March 20, 2026
Bananas or benchmarks?
NumKong: 2'000 Mixed Precision Kernels for All
Tiny math gorilla drops: fans cheer 5MB speed, skeptics cry “banana benchmarks”
TLDR: NumKong launches 2,000 compact math routines across seven languages in a tiny 5MB package, promising fast CPU and browser math. Comments split between loving the no-bloat drop and questioning bold benchmark claims like “0% error” and single-thread tests—hype meets healthy skepticism over what the numbers really mean.

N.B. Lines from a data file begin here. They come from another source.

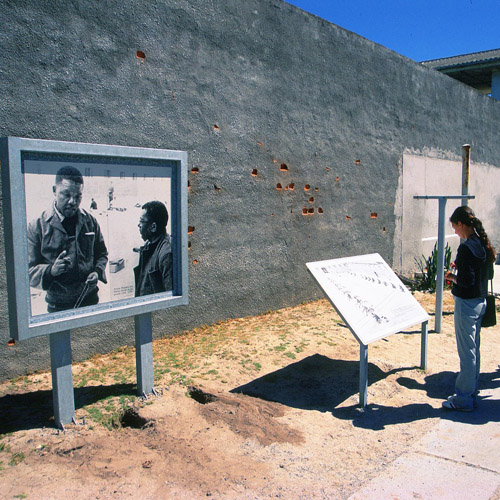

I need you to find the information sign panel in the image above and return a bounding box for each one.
[306,253,429,345]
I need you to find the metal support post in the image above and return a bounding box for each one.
[462,144,470,207]
[359,344,368,408]
[413,195,475,333]
[434,197,446,333]
[134,313,154,395]
[49,330,75,429]
[420,321,429,370]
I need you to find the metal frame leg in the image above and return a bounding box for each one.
[49,330,75,428]
[420,321,429,370]
[134,313,154,395]
[359,344,368,408]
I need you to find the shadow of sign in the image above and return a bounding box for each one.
[231,354,403,412]
[0,384,137,434]
[332,371,500,431]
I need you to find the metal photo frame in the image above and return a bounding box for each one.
[0,137,188,340]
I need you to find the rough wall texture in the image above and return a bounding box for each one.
[0,0,500,379]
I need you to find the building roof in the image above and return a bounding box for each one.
[422,49,500,94]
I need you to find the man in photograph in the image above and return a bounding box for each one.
[27,166,108,312]
[134,201,173,297]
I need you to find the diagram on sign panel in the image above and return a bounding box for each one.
[307,254,426,344]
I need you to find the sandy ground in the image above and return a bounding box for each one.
[0,292,500,499]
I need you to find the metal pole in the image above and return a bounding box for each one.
[359,344,368,408]
[462,144,470,207]
[134,313,154,395]
[420,321,429,370]
[434,197,446,333]
[49,330,75,429]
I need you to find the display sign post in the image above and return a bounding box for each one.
[306,253,429,408]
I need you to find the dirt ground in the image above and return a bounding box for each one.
[0,292,500,500]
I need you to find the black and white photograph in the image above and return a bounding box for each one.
[24,159,173,316]
[0,137,188,339]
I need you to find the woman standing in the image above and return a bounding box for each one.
[443,207,496,411]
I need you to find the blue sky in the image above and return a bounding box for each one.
[286,0,500,61]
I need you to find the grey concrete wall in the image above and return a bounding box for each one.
[0,0,500,379]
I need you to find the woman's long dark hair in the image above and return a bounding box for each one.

NumKong just flung 2,000 tiny math building blocks into the wild, promising faster, smaller number crunching across seven languages in a 5MB package. Fans are swooning over the “no bloat” vibe and the swagger of claiming OpenBLAS-sized features with browser-friendly WASM and GPU-free tricks like ColBERT scoring. The mood: hyped but suspicious.
The top fight: accuracy vs speed. NumKong’s charts boast wild gains (that 1,279 int8 speed number) and even “0% error” on float8, and the comments erupted. Benchmark cops demanded definitions and datasets; defenders say the author is upfront about trading speed for precision. One line summed it up: “Pick your poison, but at least the bottle is tiny.”
Memes landed fast. “Float118 is two doubles in a trench coat.” “Float6? My toaster can do that.” And of course: bananas-per-second jokes because … Kong. Naming drama too: “SimSIMD is dead, long live NumKong” became a rallying cry, while open-source purists grumbled: why not contribute to OpenBLAS instead of “starting a new empire”?
Underneath the chaos, practical builders are excited: multi-CPU support, USearch acceleration, and 99 Python wheels feel like a real dev gift. The verdict: bold drop, spicy thread.
Key Points
- •NumKong is an open-source relaunch of SimSIMD, offering 2,000+ mixed-precision SIMD kernels across seven languages with binaries of 5 MB or less.
- •It supports multiple ISAs and platforms, including RISC-V V, Intel AMX/AVX2/AVX-512, Arm SME/SVE, and Relaxed WebAssembly SIMD.
- •Kernels span from Float6 to Float118, include Int4/UInt4 dot products, and implement precision techniques (Neumaier, Dot2, Ozaki) plus domain algorithms (Haversine, Vincenty, Kabsch, Umeyama, fused MaxSim for ColBERT).
- •Benchmarks on Intel Xeon4 CPUs show single-threaded GEMM-like performance and error metrics across data types, alongside smaller binaries and wide language distribution (99 Python wheels).
- •NumKong was built to accelerate Unum’s USearch and maintain compatibility; USearch powers vector search across systems like ClickHouse, DuckDB, ScyllaDB, TiDB, Yugabyte, and MemGraph.